Voorafgaande werkzaamheden met het go-nogo-paradigma hebben een rol gespeeld in de frontostriatale circuits bij het ondersteunen van succesvolle gedragsremming (Casey et al., 2000; Durston, Thomas, Yang, et al., 2002; Hare et al., 2005). Om deze schakeling in de huidige dataset te identificeren, werd een psychofysiologische interactie-analyse (PPI) gebruikt die gevoelig was voor differentiële taakgebaseerde functionele connectiviteit met een seedregio in de rechterferiorale frontale gyrus, waarvoor de regionale activiteit prestatieverschillen over verschillende leeftijden voorspelde. Specifiek was deze analyse gevoelig voor hersengebieden die een grotere functionele koppeling met de rechter IFG vertoonden voor correcte nogo-trials met betrekking tot go-trials. De PPI-analyse werd uitgevoerd met behulp van standaard verwerkingsstappen (Friston, et al., 1997) door de functionele tijdcyclus binnen het seed-gebied te extraheren (rechter IFG ROI hierboven beschreven x = 32, y = 23, z = 3), bronnen van ruis en artefact te verwijderen, het neurale signaal te deconvolueren en de tijdbeursgegevens te convolueren zonder te gaan versus ga task timings en de canonieke hemodynamische responsfunctie (zoals gespecificeerd in Gitelman, Penny, Ashburner en Friston, 2003). Groepsresultaten inclusief alle deelnemers, met een drempel van p <0.05, gecorrigeerd voor meerdere vergelijkingen op het niveau van het hele brein, identificeerden een enkel cluster dat significant grotere functionele connectiviteit vertoonde met de juiste IFG tijdens nogo dan om proeven te doen. Dit cluster strekte zich mediaal en posterieur uit van de rechter IFG naar het dorsale striatum, specifiek naar de caudatus. Een interessegebied van het dorsale striatum werd gegenereerd op basis van de connectiviteitskaart door een bol van 4 mm rond de subpiek van het cluster te centreren binnen de anatomische grenzen van het dorsale striatum (x = 9, y = 13, z = 6).

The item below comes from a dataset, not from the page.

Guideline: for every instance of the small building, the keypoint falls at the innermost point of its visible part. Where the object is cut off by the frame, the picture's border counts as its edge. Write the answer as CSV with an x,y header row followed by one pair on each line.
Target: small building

Signaalveranderingswaarden werden geëxtraheerd uit deze ROI en getest voor tussen-subject co-activatie met het ventrale striatum en rechter IFG. In het bijzonder werden ventraal striatale, dorsale striatale en rechter IFG-signaalwijzigingswaarden van de eerder beschreven ROI's geëxtraheerd voor het happy-nogo versus happy-go-contrast. Deze waarden werden vervolgens voorgelegd aan tussen proefpersonen bivariate correlaties binnen groepen van kinderen, tieners en volwassenen. Deze analyses identificeren de mate van co-activatie tussen proefpersonen voor nogo ten opzichte van go-trials tussen deze regio's binnen elke leeftijdsgroep. Geïdentificeerde coactivatiewaarden vertegenwoordigen de mate waarin de neiging om één regio te activeren de activering in een andere regio over de deelnemers voorspelt.

Controle analyses

Aanvullende analyses werden uitgevoerd om te verifiëren dat gemelde ontwikkelingseffecten niet te wijten waren aan aspecten van de gegevens op een lager niveau. Omdat de taakprestaties in verschillende leeftijdsgroepen aanzienlijk verschillen, varieerde het aantal correcte onderzoeken tijdens eerste GLM-analyses. Daarom werd een tweede reeks GLM's op het eerste niveau geschat waarin het aantal correcte onderzoeken werd gelijkgesteld onder condities (happy-go, happy-nogo, calm-go, calm-nogo) en deelnemers die overeenkomen met het laagste gemiddelde aantal correcte onderzoeken in alle leeftijdsgroepen (rustige nogo-trials bij kinderen; mean = 17). Om dit te doen, werden nieuwe regressoren gegenereerd door het willekeurig selecteren van n = 17-onderzoeken per voorwaarde voor opname. Alle andere proeven werden gemodelleerd, maar als afzonderlijke regressoren die niet verder werden onderzocht. Bevindingen van de 17-trial regressoren werden geëxtraheerd uit eerder gedefinieerde ROI's, getest voor replicatie en gerapporteerd in Results.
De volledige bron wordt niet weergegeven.